CAMBRIDGE, Mass., Nov. 30, 2020 (GLOBE NEWSWIRE) -- Agios Pharmaceuticals, Inc. (NASDAQ:AGIO), a leader in the field of cellular metabolism to treat cancer and rare genetic diseases, today announced the launch of Anemia ID, a program providing no-cost genetic testing for patients with suspected hereditary anemias. The next-generation sequencing panel consists of more than 50 genes and disorders that are known to cause hereditary anemias, including pyruvate kinase deficiency. Patients with hereditary anemia can face a difficult path to a proper diagnosis, and access to comprehensive diagnostic testing is a common barrier to diagnosis. Receiving an accurate diagnosis enables patients and their physicians to better understand their condition and informs disease management decisions.
“Differentiating among hereditary anemias is extremely challenging, given the wide range of disorders and unspecified or overlapping phenotypes. Having a specific diagnosis is extremely helpful, allowing us to tailor the treatment and management approach to the particular anemia,” said Dr. Geetha Puthenveetil, a pediatric hematologist at Children’s Hospital of Orange County. “Genetic testing, such as the Anemia ID program, is one of the most useful tools we can employ when treating patients with hereditary anemias. Using a simple saliva or blood sample, Anemia ID offers a non-invasive, convenient and no-cost path to diagnosis.”
“We launched the Anemia ID program as a result of our continuing commitment to the hematology communities we serve,” said Jackie Fouse, Ph.D., chief executive officer of Agios. “Anemia ID enables patients and physicians in the hereditary anemia community to receive a no-cost, rapid diagnosis, with the goal of enabling more informed decisions that may mitigate disease impact on quality of life and open up new treatment opportunities for patients.”
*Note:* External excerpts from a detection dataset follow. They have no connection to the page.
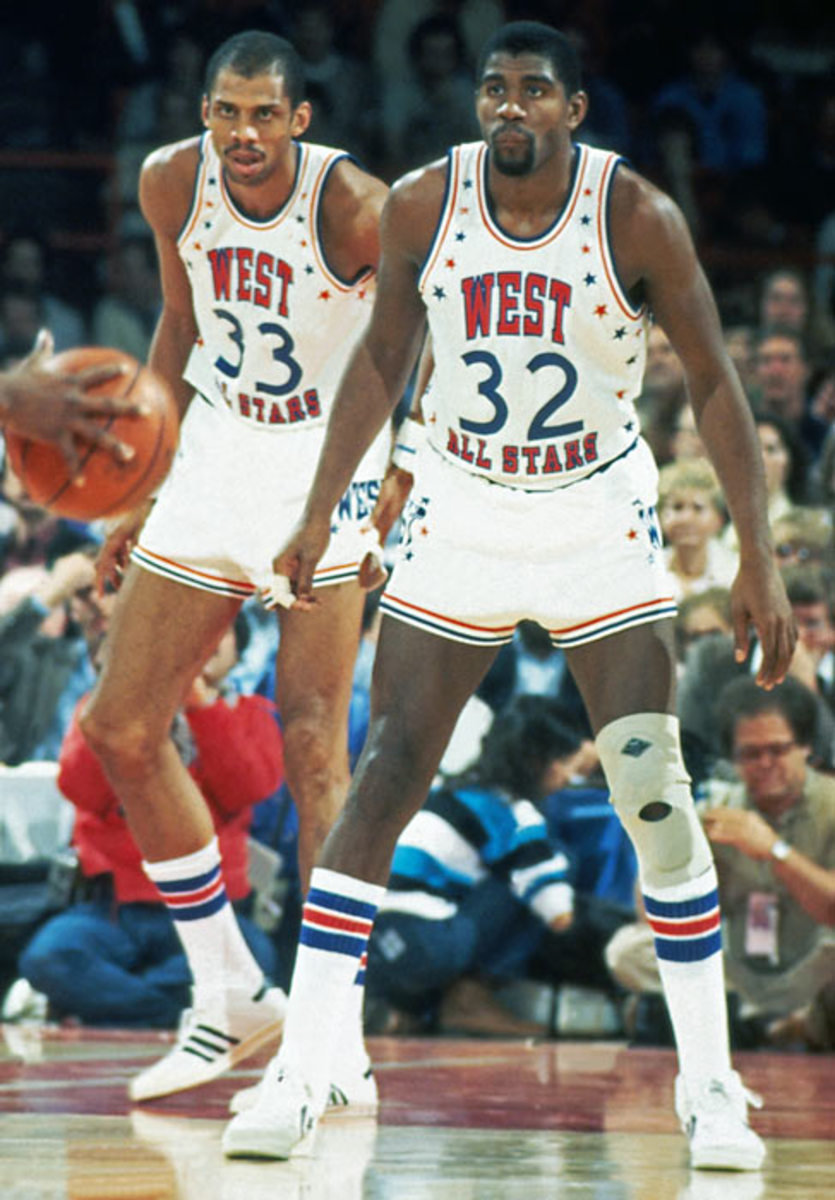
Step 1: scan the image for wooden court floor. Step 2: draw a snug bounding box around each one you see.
[0,1025,835,1200]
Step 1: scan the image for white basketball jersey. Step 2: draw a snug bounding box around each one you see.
[420,142,647,490]
[178,133,376,433]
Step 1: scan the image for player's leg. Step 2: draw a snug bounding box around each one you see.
[567,620,764,1169]
[82,566,284,1099]
[223,617,495,1158]
[276,582,365,892]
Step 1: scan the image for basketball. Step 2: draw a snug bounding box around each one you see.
[5,346,179,521]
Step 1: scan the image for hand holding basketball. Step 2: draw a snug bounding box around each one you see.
[6,347,179,521]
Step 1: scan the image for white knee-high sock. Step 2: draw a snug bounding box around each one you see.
[143,838,264,1007]
[643,866,732,1086]
[278,866,385,1109]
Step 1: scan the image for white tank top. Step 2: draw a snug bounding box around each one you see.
[420,142,647,491]
[178,134,376,434]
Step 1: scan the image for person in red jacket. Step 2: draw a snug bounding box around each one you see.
[19,622,283,1028]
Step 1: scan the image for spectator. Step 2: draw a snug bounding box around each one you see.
[659,458,737,600]
[651,32,767,173]
[783,566,835,714]
[606,678,835,1050]
[92,238,161,362]
[0,551,109,767]
[759,266,835,360]
[635,325,687,467]
[0,230,85,352]
[382,13,479,174]
[368,696,630,1034]
[722,413,809,553]
[755,329,827,462]
[19,614,282,1028]
[675,588,733,666]
[771,505,833,569]
[289,0,379,163]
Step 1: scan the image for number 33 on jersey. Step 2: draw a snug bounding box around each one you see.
[420,136,647,490]
[178,134,374,432]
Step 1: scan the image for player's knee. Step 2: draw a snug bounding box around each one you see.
[79,702,168,770]
[596,713,713,886]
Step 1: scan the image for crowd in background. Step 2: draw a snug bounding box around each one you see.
[0,0,835,1045]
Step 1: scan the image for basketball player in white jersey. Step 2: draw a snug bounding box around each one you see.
[224,22,794,1170]
[77,31,389,1105]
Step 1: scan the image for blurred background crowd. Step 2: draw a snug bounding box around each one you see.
[0,0,835,1049]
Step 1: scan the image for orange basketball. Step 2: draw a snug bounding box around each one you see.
[6,346,179,521]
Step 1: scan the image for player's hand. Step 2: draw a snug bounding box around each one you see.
[2,329,143,475]
[371,463,414,546]
[96,499,154,595]
[731,557,798,689]
[272,517,330,608]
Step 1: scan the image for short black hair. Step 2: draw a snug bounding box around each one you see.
[203,29,305,108]
[715,676,817,758]
[462,696,581,800]
[475,20,583,96]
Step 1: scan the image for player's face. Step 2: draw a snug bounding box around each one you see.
[203,70,311,187]
[475,53,587,175]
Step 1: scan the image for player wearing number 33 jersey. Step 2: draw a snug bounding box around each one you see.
[383,142,674,648]
[133,133,389,596]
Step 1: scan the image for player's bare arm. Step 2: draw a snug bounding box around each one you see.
[96,138,199,588]
[612,172,795,688]
[322,158,389,280]
[139,138,199,416]
[275,167,444,605]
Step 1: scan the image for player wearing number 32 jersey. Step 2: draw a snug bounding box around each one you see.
[382,142,674,648]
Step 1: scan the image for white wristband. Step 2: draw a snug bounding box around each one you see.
[391,416,426,475]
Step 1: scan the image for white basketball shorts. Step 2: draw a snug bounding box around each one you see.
[131,395,390,599]
[380,440,675,648]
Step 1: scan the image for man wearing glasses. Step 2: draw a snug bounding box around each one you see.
[606,676,835,1050]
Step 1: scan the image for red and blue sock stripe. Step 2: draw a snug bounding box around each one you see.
[300,888,377,961]
[155,863,228,920]
[643,888,722,962]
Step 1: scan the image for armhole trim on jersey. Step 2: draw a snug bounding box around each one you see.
[418,146,462,292]
[597,154,645,320]
[176,133,209,248]
[310,150,374,292]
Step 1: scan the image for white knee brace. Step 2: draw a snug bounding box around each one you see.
[595,713,713,888]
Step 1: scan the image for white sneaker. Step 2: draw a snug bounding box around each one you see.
[229,1057,380,1117]
[221,1058,320,1158]
[675,1070,765,1171]
[127,984,287,1100]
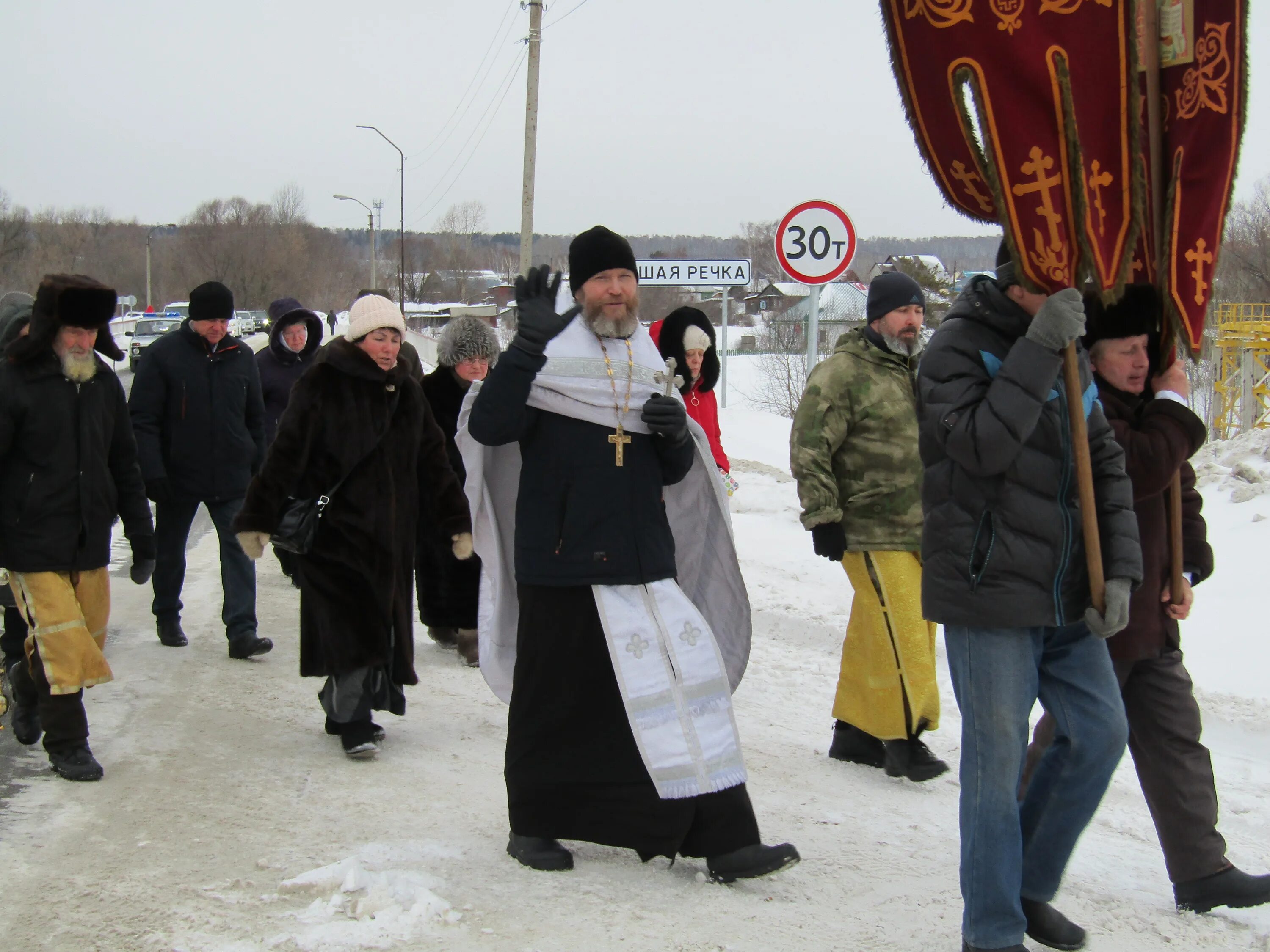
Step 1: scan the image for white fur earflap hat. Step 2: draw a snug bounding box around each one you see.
[347,294,405,340]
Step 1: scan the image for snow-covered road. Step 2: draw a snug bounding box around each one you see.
[0,401,1270,952]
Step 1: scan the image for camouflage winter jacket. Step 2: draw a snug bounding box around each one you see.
[790,329,922,552]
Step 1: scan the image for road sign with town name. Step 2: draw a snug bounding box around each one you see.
[635,258,749,288]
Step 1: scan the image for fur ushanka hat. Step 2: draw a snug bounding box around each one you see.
[5,274,123,363]
[437,315,500,367]
[657,307,719,396]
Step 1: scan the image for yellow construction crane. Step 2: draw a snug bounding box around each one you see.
[1212,303,1270,439]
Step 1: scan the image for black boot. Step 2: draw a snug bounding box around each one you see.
[1173,868,1270,913]
[230,632,273,660]
[326,717,387,744]
[706,843,801,882]
[1019,897,1085,952]
[339,717,380,760]
[829,721,886,767]
[48,744,105,781]
[886,737,949,783]
[156,618,189,647]
[507,833,573,872]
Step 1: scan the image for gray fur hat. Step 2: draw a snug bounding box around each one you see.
[437,315,502,367]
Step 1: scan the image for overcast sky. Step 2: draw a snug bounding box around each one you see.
[0,0,1270,236]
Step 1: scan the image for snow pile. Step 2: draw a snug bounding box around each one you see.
[1191,430,1270,503]
[268,843,462,952]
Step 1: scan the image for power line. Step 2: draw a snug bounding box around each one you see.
[410,51,528,226]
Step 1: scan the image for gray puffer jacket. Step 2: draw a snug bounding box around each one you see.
[917,275,1142,628]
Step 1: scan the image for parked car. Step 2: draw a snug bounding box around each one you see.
[124,311,182,371]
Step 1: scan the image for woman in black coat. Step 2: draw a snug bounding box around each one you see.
[234,297,471,758]
[417,317,499,665]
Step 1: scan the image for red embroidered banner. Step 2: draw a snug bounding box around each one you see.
[883,0,1142,293]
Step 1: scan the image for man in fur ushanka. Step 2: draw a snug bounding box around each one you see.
[458,226,798,882]
[0,274,155,781]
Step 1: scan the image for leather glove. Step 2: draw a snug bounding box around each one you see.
[237,532,269,561]
[1026,288,1085,350]
[640,396,688,446]
[512,264,582,357]
[146,476,171,503]
[450,532,472,561]
[1085,579,1133,638]
[812,522,847,562]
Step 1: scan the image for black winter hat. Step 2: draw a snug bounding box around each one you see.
[865,272,926,324]
[189,281,234,321]
[569,225,639,294]
[1082,284,1162,353]
[5,274,123,362]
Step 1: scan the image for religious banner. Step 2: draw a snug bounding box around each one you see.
[881,0,1146,297]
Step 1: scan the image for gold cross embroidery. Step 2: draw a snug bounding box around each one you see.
[1186,239,1213,305]
[608,423,631,466]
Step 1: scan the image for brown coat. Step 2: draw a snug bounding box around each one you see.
[234,339,471,684]
[1095,377,1213,661]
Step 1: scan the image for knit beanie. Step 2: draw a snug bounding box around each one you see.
[437,315,500,367]
[865,272,926,324]
[189,281,234,321]
[569,225,639,294]
[345,294,405,340]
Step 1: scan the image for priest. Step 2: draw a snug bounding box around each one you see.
[457,226,799,882]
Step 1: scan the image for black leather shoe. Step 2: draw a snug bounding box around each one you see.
[156,618,189,647]
[886,737,949,783]
[1019,899,1085,952]
[1173,868,1270,913]
[507,833,573,872]
[230,633,273,660]
[48,744,105,781]
[829,721,886,767]
[706,843,801,882]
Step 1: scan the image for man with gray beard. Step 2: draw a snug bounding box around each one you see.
[470,226,798,882]
[0,274,155,781]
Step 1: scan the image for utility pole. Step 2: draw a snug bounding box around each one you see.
[521,0,542,274]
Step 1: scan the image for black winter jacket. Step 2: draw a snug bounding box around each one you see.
[917,277,1142,628]
[467,347,696,586]
[255,314,324,446]
[0,350,154,572]
[128,320,265,501]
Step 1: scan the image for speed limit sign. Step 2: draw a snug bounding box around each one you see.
[776,201,856,284]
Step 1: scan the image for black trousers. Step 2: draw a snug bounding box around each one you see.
[152,499,255,641]
[9,646,88,754]
[504,585,759,859]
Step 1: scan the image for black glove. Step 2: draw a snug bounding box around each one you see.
[512,264,582,357]
[640,396,688,446]
[146,476,171,503]
[812,522,847,562]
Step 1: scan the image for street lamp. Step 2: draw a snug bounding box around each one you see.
[335,195,377,291]
[357,126,405,307]
[146,222,177,311]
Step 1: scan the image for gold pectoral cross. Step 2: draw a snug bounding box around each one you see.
[608,423,631,466]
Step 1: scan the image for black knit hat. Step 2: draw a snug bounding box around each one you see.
[1083,284,1162,352]
[5,274,123,362]
[189,281,234,321]
[569,225,639,294]
[865,272,926,324]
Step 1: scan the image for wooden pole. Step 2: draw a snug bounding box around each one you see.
[1142,0,1182,605]
[1063,340,1107,614]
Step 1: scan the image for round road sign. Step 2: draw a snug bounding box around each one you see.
[776,202,856,284]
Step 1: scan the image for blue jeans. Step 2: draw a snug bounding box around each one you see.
[152,499,255,641]
[944,622,1129,948]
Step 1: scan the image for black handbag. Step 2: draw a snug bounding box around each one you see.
[269,400,396,555]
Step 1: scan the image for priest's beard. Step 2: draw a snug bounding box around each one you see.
[61,350,97,383]
[582,294,639,338]
[879,331,926,357]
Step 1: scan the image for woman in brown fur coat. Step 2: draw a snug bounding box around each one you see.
[234,296,471,758]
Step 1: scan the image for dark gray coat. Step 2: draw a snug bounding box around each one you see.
[917,277,1142,627]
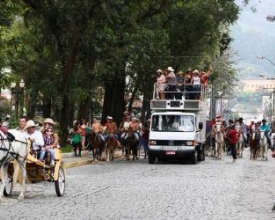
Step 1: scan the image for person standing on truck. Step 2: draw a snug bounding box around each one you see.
[227,123,238,162]
[156,69,166,99]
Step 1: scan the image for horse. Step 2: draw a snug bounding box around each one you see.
[125,129,139,161]
[105,134,118,161]
[235,124,245,157]
[249,127,260,160]
[88,131,104,160]
[260,130,268,160]
[214,123,224,159]
[0,129,28,199]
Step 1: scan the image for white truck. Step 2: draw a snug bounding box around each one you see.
[148,83,207,164]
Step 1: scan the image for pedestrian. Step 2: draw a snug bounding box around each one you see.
[227,123,238,162]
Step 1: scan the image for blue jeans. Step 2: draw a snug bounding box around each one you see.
[39,149,55,160]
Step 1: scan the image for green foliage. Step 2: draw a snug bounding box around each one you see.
[0,0,245,143]
[0,97,12,116]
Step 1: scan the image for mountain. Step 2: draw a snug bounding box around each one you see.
[231,0,275,79]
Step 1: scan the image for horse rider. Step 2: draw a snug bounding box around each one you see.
[91,118,105,143]
[125,118,140,141]
[238,118,248,146]
[23,120,44,156]
[226,124,238,162]
[260,119,271,148]
[120,115,131,141]
[103,116,120,146]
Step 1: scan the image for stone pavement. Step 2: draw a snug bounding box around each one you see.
[62,150,122,168]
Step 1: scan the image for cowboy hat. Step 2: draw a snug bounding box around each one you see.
[44,118,56,125]
[156,69,162,73]
[23,120,37,131]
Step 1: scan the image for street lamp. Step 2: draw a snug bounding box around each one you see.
[257,56,275,66]
[10,79,25,121]
[266,15,275,22]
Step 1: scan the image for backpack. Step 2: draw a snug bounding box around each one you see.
[230,130,239,144]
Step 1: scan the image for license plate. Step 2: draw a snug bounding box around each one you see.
[166,151,176,155]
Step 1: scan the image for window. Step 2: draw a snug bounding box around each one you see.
[151,115,195,132]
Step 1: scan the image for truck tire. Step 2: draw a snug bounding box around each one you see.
[198,144,205,161]
[191,153,198,164]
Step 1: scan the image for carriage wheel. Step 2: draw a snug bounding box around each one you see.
[4,177,12,196]
[54,166,65,197]
[148,154,156,164]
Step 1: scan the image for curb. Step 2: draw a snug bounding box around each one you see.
[62,155,122,168]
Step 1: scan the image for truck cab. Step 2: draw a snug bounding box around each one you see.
[148,83,207,164]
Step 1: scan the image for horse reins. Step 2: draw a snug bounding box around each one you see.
[0,135,27,167]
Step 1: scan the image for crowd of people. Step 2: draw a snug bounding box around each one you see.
[209,116,275,161]
[155,67,212,99]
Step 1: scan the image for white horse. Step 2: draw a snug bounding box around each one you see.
[214,123,224,159]
[0,130,28,199]
[235,123,245,157]
[260,130,268,160]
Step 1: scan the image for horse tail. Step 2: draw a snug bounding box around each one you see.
[12,160,20,188]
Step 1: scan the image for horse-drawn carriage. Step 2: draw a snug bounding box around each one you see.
[0,130,65,199]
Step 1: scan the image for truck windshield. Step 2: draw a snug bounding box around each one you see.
[151,115,195,132]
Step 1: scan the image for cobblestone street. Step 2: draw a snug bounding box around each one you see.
[0,149,275,220]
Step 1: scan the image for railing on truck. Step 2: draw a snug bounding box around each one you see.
[153,83,205,110]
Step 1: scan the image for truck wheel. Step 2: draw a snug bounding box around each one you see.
[54,167,65,197]
[191,153,198,164]
[148,154,156,164]
[4,177,12,196]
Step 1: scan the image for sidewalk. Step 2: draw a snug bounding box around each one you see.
[62,150,122,168]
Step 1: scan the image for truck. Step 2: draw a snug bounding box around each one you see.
[148,85,207,164]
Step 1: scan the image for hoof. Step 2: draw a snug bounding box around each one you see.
[18,195,24,200]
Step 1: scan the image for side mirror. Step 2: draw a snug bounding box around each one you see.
[199,122,203,130]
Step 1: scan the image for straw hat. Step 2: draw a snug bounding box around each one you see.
[23,120,37,131]
[44,118,56,125]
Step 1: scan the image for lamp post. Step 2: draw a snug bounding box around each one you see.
[260,75,275,120]
[266,15,275,22]
[10,79,25,121]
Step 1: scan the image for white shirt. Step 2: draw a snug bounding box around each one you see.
[23,130,44,150]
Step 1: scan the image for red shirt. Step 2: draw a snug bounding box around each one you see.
[227,128,239,144]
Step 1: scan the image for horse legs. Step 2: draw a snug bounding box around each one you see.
[0,163,9,200]
[218,143,223,159]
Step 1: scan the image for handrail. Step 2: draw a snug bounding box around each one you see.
[153,83,206,100]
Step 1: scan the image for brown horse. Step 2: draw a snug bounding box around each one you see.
[106,134,118,161]
[88,131,104,160]
[125,129,139,160]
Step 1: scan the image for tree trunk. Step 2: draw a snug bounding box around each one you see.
[102,72,125,125]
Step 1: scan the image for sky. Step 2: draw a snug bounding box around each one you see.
[231,0,275,79]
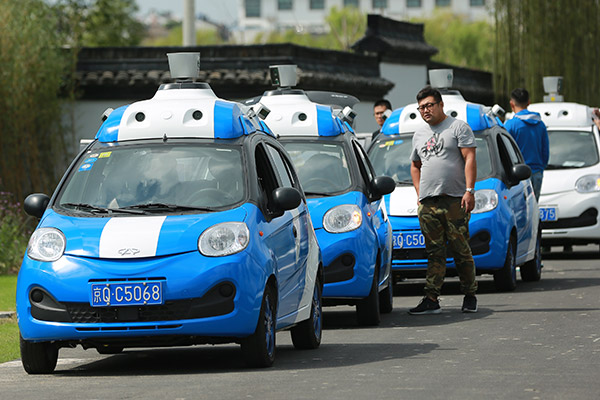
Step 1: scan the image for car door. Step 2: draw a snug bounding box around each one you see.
[498,134,533,262]
[256,143,308,320]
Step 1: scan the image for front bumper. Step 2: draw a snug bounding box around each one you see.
[17,252,267,344]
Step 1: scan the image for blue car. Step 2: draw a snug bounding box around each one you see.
[17,54,323,374]
[369,83,542,291]
[246,66,395,325]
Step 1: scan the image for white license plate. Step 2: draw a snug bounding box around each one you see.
[540,207,558,221]
[393,232,425,249]
[90,281,163,307]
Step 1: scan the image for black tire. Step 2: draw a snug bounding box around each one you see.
[291,278,323,349]
[494,237,517,292]
[379,274,394,314]
[241,285,277,368]
[356,268,380,326]
[96,345,123,354]
[19,335,58,375]
[521,229,542,282]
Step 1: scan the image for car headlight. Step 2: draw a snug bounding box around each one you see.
[323,204,362,233]
[198,222,250,257]
[471,189,498,214]
[27,228,67,261]
[575,175,600,193]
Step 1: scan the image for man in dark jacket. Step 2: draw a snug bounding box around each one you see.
[504,88,550,200]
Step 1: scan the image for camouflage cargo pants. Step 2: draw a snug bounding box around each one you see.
[418,196,477,298]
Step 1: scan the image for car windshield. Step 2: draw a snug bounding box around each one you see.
[369,134,492,185]
[283,141,351,195]
[547,130,598,169]
[57,143,244,213]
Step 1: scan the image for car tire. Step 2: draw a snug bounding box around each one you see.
[356,268,380,326]
[521,229,542,282]
[494,237,517,292]
[241,285,277,368]
[291,278,323,349]
[379,274,394,314]
[19,335,58,375]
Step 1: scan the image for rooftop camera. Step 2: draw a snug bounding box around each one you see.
[269,65,297,87]
[167,52,200,81]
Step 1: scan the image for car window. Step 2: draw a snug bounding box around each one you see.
[548,130,599,169]
[267,144,294,187]
[369,135,412,185]
[369,135,493,185]
[57,144,245,208]
[283,141,351,194]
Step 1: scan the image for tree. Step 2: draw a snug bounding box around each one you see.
[0,0,70,199]
[414,11,494,71]
[494,0,600,105]
[54,0,145,48]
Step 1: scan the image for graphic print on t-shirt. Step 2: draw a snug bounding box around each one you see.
[421,133,444,160]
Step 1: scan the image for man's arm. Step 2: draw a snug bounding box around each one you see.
[460,147,477,212]
[410,161,421,204]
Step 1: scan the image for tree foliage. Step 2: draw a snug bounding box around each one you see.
[254,7,367,51]
[413,11,494,71]
[0,0,70,198]
[494,0,600,105]
[54,0,145,47]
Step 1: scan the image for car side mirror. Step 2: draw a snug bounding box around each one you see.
[23,193,50,218]
[512,164,531,183]
[273,187,302,211]
[372,175,396,196]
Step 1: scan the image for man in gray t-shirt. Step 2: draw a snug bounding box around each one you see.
[409,86,477,315]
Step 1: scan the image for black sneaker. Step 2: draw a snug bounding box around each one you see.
[408,296,442,315]
[462,295,477,312]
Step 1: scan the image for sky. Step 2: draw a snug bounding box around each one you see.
[136,0,241,25]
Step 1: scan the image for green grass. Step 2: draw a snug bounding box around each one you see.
[0,275,20,363]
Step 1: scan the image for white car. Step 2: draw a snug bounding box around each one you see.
[529,102,600,250]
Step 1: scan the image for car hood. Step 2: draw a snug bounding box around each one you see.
[385,185,418,217]
[541,168,580,195]
[38,207,247,259]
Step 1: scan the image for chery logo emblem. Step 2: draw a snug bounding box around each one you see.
[119,247,140,256]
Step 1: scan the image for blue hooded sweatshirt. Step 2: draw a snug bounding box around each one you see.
[504,110,550,173]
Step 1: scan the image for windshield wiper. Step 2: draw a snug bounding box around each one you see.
[61,203,144,214]
[119,203,214,212]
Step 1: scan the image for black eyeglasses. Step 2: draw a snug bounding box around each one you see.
[417,101,440,112]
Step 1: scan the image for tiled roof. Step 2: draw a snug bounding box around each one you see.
[76,44,394,100]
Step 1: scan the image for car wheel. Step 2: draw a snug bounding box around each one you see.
[241,286,276,368]
[356,268,379,326]
[19,335,58,374]
[379,275,394,314]
[521,230,542,282]
[291,278,323,349]
[494,237,517,292]
[96,345,123,354]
Agios launched the Anemia ID program, in partnership with PerkinElmer Genomics, in response to feedback from patients, advocates and physicians about the need for improved diagnosis to inform disease management decisions. Agios plans to work with physicians across the country to educate about the availability of the test. Participating physicians will order a test kit from PerkinElmer Genomics, collect a single blood or saliva sample from the patient and return the kit to PerkinElmer Genomics, which will perform the molecular analysis and provide the clinical interpretation. While genetic testing alone cannot provide a definitive diagnosis, it is used in conjunction with additional clinical data or testing to diagnose the underlying cause of the patient’s anemia. Eligible patients will receive the Anemia ID genetic test at no cost, subject to the program’s terms and conditions.
About Anemia ID Genetic Testing Program for Hereditary Anemias
Agios Pharmaceuticals, in partnership with PerkinElmer Genomics, launched the Anemia ID program to offer no-cost genetic testing to eligible patients in the U.S with suspected hereditary anemias, a group of highly heterogeneous disorders that occur infrequently across the general population.
The goal of the Anemia ID program is to provide a diagnosis confirming the underlying cause(s) of a patient’s hereditary anemia, support the development of an effective management plan, inform genetic counseling discussions and enable the identification of appropriate treatment options or clinical trials. The next-generation sequencing panel uses a single blood or saliva sample to test for more than 50 mutated genes and disorders, including congenital dyserythropoietic anemias, Diamond-Blackfan anemia, enzymopathies (red blood cell enzyme disorders) including pyruvate kinase deficiency, membranopathies (red blood cell membrane disorders) and other disorders with overlapping clinical features.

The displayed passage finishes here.